Be exotic. For a real fiber bang, explore shelves at your grocery store that you usually ignore. Those are the ones stocked with such "exotic" grains as amaranth, bulgur, whole wheat couscous, and wheatberries. Most are as simple to fix as rice, yet are packed with fiber and other nutrients. Mix in some steamed carrots and broccoli, toss with olive oil and a bit of Parmesan or feta cheese, maybe throw in a can of tuna or a couple of ounces of diced chicken, and you've got dinner.

Bargain on barley. Just a cup of cooked pearled barley (which doesn't require any soaking) contains nearly 10 grams of fiber. Mix it with a lamb-and-vegetable stew for dinner, sweeten it with raisins, eat it with sliced apples and cinnamon for breakfast, or serve it with chopped vegetables and an olive oil dressing for a lunch salad.
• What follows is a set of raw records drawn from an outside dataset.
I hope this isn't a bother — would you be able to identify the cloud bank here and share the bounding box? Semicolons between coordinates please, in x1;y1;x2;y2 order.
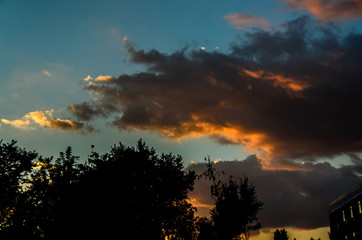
187;156;362;229
69;16;362;167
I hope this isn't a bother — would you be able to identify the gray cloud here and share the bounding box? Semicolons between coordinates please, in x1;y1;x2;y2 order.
187;157;362;229
69;16;362;167
68;101;118;121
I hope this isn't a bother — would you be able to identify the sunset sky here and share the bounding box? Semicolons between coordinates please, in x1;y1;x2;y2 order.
1;0;362;239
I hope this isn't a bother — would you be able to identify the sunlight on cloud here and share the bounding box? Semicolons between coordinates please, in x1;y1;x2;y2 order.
1;118;32;130
242;68;309;93
118;114;295;170
32;161;56;171
1;110;94;134
188;197;214;209
225;13;270;30
95;75;114;82
69;19;362;171
83;75;93;81
282;0;362;22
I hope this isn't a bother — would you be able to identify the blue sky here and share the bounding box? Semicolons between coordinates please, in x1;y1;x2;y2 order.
1;0;362;239
0;0;285;160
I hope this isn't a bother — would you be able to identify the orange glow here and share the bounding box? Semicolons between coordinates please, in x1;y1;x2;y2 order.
123;114;306;171
1;110;83;132
250;227;330;240
243;68;309;93
0;118;31;129
188;197;214;209
95;75;113;82
83;75;93;81
284;0;362;22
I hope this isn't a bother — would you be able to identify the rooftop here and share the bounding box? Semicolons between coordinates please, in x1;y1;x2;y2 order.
329;182;362;214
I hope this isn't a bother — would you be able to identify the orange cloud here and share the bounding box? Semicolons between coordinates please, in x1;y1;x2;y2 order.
282;0;362;22
1;110;94;134
95;75;114;82
116;114;299;170
83;75;93;81
188;197;214;209
1;118;31;129
242;68;309;93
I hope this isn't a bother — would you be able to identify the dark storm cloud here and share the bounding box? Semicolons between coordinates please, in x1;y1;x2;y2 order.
68;101;119;121
187;157;362;229
69;16;362;166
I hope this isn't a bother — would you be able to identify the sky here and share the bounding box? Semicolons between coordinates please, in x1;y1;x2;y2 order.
1;0;362;239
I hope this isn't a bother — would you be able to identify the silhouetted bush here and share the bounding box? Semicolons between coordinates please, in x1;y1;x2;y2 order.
273;229;288;240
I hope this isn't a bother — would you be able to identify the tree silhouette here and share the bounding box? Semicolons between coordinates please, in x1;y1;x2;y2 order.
196;217;216;240
48;140;197;240
200;158;263;240
0;140;37;239
0;139;198;240
273;229;288;240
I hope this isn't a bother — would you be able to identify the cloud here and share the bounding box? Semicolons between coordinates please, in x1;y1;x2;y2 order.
1;118;31;129
95;75;114;82
187;156;362;229
69;16;362;168
83;75;114;83
42;70;52;77
1;110;95;134
225;13;271;30
242;68;309;93
281;0;362;22
83;75;93;81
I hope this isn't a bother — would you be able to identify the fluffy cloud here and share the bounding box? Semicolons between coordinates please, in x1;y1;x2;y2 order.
83;75;93;81
187;156;362;229
83;75;114;82
69;16;362;168
225;13;271;30
1;110;95;134
1;118;31;129
95;75;114;82
281;0;362;22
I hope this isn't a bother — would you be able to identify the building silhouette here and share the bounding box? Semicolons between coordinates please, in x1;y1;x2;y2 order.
329;183;362;240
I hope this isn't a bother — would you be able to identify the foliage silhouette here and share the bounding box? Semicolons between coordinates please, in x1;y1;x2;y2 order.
199;158;263;240
0;140;37;239
273;229;288;240
0;140;265;240
0;139;197;240
195;217;216;240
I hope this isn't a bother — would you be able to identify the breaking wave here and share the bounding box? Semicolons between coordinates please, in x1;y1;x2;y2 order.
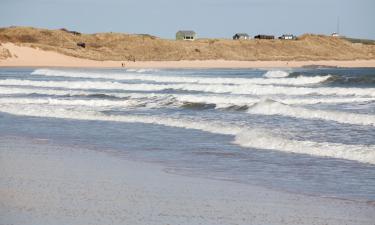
0;103;373;164
248;99;375;126
125;68;159;73
2;78;375;97
0;97;151;108
325;74;375;86
0;86;90;96
32;69;331;86
0;87;374;110
263;70;290;78
288;72;375;86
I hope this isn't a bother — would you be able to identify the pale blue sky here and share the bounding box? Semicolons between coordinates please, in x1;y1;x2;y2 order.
0;0;374;39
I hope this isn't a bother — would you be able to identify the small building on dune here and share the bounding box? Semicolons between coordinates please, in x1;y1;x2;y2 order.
254;34;275;40
278;34;297;40
233;33;250;40
176;30;197;41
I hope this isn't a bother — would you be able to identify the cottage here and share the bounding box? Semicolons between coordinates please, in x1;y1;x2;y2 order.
331;32;340;37
254;34;274;40
176;30;196;41
233;33;250;40
278;34;296;40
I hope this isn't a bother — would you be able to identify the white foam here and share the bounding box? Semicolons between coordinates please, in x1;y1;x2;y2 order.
0;86;90;96
125;68;159;73
0;97;149;108
0;79;170;91
248;99;375;126
278;97;375;105
2;78;375;97
1;86;374;111
0;103;374;164
234;131;375;165
172;95;375;108
231;84;375;97
32;69;331;86
0;86;142;99
263;70;290;78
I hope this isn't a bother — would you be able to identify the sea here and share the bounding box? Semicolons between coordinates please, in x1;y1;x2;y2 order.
0;67;374;202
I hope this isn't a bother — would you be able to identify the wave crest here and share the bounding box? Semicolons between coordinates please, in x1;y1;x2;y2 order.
32;69;330;86
263;70;290;78
248;99;375;126
3;78;375;97
0;103;374;164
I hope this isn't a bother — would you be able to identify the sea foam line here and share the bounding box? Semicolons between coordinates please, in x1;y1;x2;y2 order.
247;99;375;126
0;97;149;108
0;87;374;108
263;70;290;78
2;96;374;126
32;69;330;86
0;86;89;96
0;103;374;164
1;79;375;97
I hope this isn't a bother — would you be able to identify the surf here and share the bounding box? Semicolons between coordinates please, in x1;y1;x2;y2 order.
0;103;373;165
2;78;375;97
32;69;332;86
247;99;375;126
0;87;374;110
263;70;290;78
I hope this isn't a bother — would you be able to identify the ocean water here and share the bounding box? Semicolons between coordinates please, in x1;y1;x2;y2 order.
0;67;374;201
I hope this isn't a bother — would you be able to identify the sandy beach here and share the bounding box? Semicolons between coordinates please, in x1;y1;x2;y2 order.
1;135;374;225
2;0;375;224
1;43;375;68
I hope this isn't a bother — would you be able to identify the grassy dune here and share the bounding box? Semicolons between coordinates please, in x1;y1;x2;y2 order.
1;26;375;61
0;43;12;60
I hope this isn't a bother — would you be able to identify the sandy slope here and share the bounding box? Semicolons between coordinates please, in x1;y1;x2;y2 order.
1;43;375;68
1;27;375;62
1;136;374;225
0;43;118;67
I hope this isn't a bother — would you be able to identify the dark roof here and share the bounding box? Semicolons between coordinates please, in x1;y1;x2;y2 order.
254;34;275;39
177;30;196;36
234;33;249;37
280;34;295;37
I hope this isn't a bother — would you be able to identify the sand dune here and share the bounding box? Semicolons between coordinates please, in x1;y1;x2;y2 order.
1;43;375;68
0;43;117;67
1;26;375;68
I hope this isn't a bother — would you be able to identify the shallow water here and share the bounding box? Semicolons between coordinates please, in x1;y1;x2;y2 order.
0;67;374;201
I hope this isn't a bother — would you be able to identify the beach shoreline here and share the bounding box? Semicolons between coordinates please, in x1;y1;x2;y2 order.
1;135;374;225
1;43;375;69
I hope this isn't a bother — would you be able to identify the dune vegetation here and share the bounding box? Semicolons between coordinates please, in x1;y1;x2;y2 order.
0;43;12;60
0;26;374;61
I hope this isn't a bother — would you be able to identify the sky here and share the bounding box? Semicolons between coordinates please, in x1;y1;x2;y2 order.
0;0;374;39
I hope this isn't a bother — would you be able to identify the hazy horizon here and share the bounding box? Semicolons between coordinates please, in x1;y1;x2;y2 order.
0;0;374;39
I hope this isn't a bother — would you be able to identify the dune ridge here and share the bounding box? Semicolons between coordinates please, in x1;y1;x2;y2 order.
1;26;375;61
1;26;375;68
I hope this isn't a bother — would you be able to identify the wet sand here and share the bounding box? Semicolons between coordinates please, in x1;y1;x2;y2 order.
1;135;374;225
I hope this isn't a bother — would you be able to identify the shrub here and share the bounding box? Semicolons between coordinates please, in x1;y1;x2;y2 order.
18;35;38;43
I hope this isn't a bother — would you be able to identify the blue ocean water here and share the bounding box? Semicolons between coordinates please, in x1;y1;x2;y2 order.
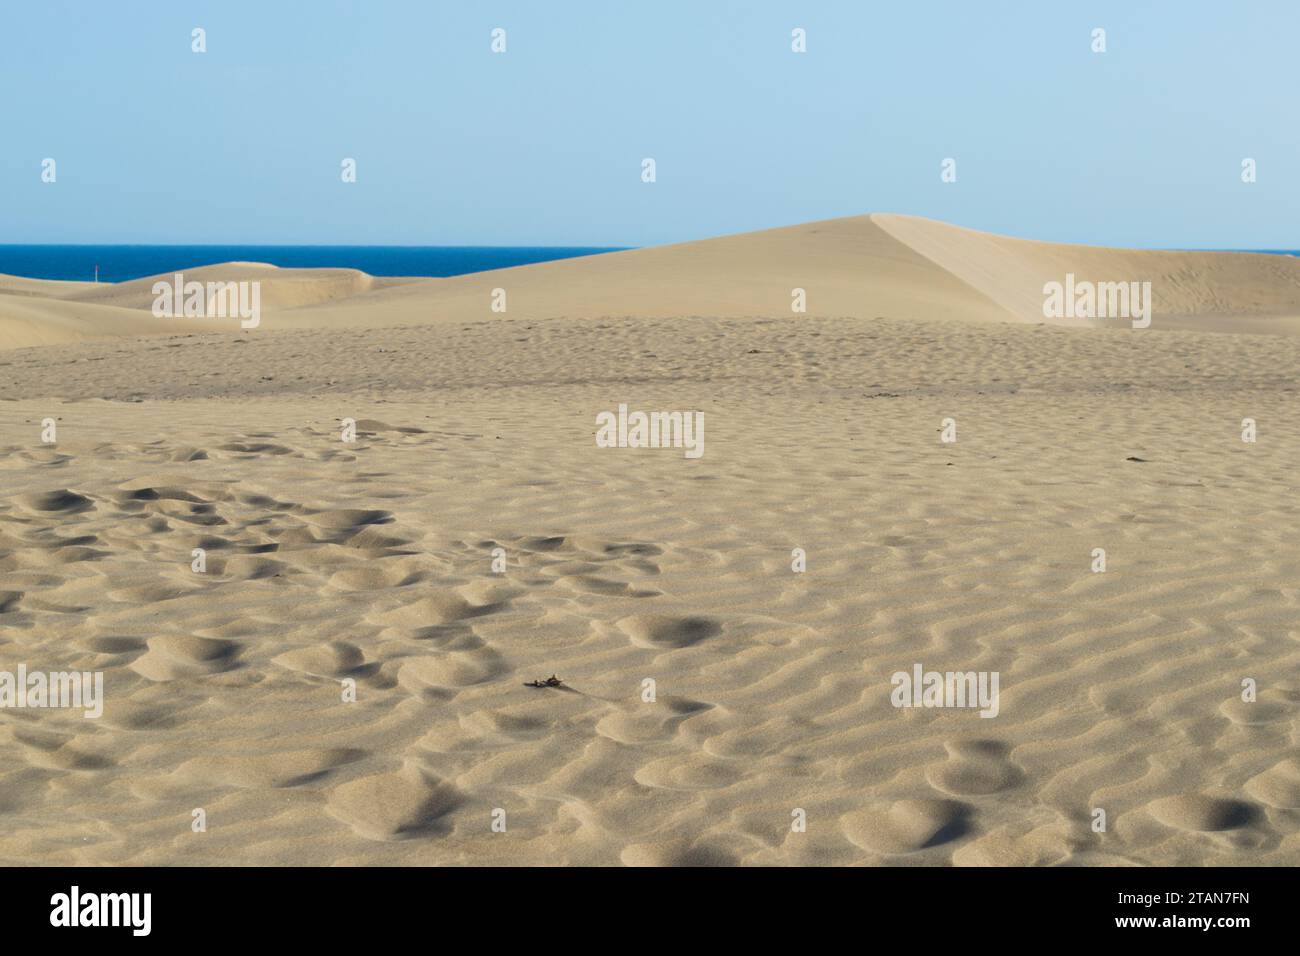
2;245;1293;284
0;246;626;283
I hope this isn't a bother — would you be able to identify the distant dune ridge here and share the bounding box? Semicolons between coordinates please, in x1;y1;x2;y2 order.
4;214;1300;349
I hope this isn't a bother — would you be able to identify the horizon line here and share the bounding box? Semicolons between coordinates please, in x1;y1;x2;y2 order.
0;242;633;250
1;242;1295;254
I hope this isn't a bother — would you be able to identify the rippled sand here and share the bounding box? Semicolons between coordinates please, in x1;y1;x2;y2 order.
1;217;1297;865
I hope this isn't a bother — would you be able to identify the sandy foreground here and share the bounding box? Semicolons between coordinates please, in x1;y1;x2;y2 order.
1;215;1298;866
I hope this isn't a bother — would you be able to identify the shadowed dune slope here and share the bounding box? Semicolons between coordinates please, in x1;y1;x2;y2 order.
872;214;1300;332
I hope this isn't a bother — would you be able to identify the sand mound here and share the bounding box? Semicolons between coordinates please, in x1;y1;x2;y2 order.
63;263;380;312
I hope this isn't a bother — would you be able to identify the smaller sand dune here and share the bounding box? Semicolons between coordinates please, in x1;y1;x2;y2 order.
0;264;429;347
0;273;98;298
0;295;196;347
63;263;393;312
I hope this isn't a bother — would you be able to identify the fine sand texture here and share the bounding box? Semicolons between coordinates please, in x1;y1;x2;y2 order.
1;215;1297;865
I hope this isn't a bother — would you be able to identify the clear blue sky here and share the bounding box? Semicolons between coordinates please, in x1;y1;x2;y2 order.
2;0;1296;248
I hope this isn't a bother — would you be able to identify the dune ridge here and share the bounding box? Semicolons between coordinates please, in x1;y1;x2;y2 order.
6;215;1300;349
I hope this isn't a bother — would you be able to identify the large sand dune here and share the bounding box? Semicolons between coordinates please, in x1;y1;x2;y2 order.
0;216;1297;866
7;214;1300;350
Opt for oats. There's a reason oat manufacturers are allowed to boast about the grain's cholesterol-lowering benefits. Oats are to cholesterol what a drought is to a pond. They contain a soluble fiber called beta glucan, which numerous studies find lowers cholesterol levels. In 1997 the FDA concluded that getting at least 3 grams a day of beta glucans from oats (about 11/2 cups of cooked oatmeal) reduced total cholesterol. Many people will see drops in LDL of 12 to 24 percent, depending on where they start. Choose quick-cooking or old-fashioned oats over instant oatmeal; it would take three packets of most instant oatmeal to get the obligatory 3 grams, and they're often loaded with sugar. Or try uncooked oatmeal in place of bread crumbs in meatloaf made with ground turkey, use it to make a crispy coating for oven-fried chicken, and mix it into baked goods (remember the oatmeal cookies of your youth?).